PHM Kenya advises to plan in advance on how to handle conflicts among members before they happen and to be sure that all value solidarity so that the movement does not suffer.
Relationships with “life as a whole”
Relationships can be not only among people but include links with nature (land, plants, animals), the Earth, and the transcendent (the spiritual/immaterial world, the ancestors). In the vision of many Indigenous people, for example in Latin America, to speak about health is to speak about the wellbeing of all this and the balance between all the elements. For example, in the city of Porto Alegre a public health intervention was successful in mobilising (with) the community because it started off by recognising the spiritual roots of the link between water and life (referring to “the divinity of water”). This recognition, backed by good will and honest collaboration, helped to build trust and mutual understanding, which were key for the success of the project. As a result, the marginalised community became more and more able to assert its rights.
Wellbeing and pleasure in doing things together
As activists in a health movement, we should (also) care about our own health! In many cases, however, we seem to struggle with balancing activism and wellbeing: overcommitment, long tiring meetings, stressful travel, challenges of working with few resources and great ambitions, managing conflict, and so on. Some PHM groups have decided to place the wellbeing generated by participating in activism at the centre.
Since family relations are meaningful for everyone, in the meetings of the Jarilla network in Argentina participants bring their children, and there’s a dedicated space for them in the activities. Moreover, they pay attention to aspects such as the setting of the meeting (in beautiful, natural spaces), preparing and eating meals together, and including dance and music as these are considered important aspects of “being well, together”. This is particularly important in the Jarilla network because they believe that if people participate out of pleasure, they will feel free, and the positive feelings will be regenerated for the benefit of all.
Some groups, such as the popular health movement Laicrimpo Salud, explain this using the concept of “alegremia”, the happiness that flows through our bodies – a key determinant of our health!
PHM in India also values this “immaterial” contribution that’s generated when people share something.

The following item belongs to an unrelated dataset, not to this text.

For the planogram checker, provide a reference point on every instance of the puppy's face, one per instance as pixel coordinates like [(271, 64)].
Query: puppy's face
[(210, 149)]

In the mobilisation that led to the first People’s Health Assembly and the creation of PHM in India, new partners shared dimensions beyond knowledge, skills, and finances. They
“brought new confidence and new optimism. Groups working in the field or in isolation experienced the warmth of peer recognition of their work from others working for the same cause.”.
1The Jarilla network originally spoke of “medicinal plants” as there was an interest, particularly from health workers, to know more about their active principles. With time, people realised that there are many plants that do not only heal, but help to stay healthy, besides making people happier through their presence and beauty. In the words of a Jarilla network member: “We share with the plants a time and a space in our home, the Earth, and we complement each other together with all the other beings. Speaking about “medicinal plants” conveys a utilitarian vision that we do not want. We prefer to call them ‘plants for health’”.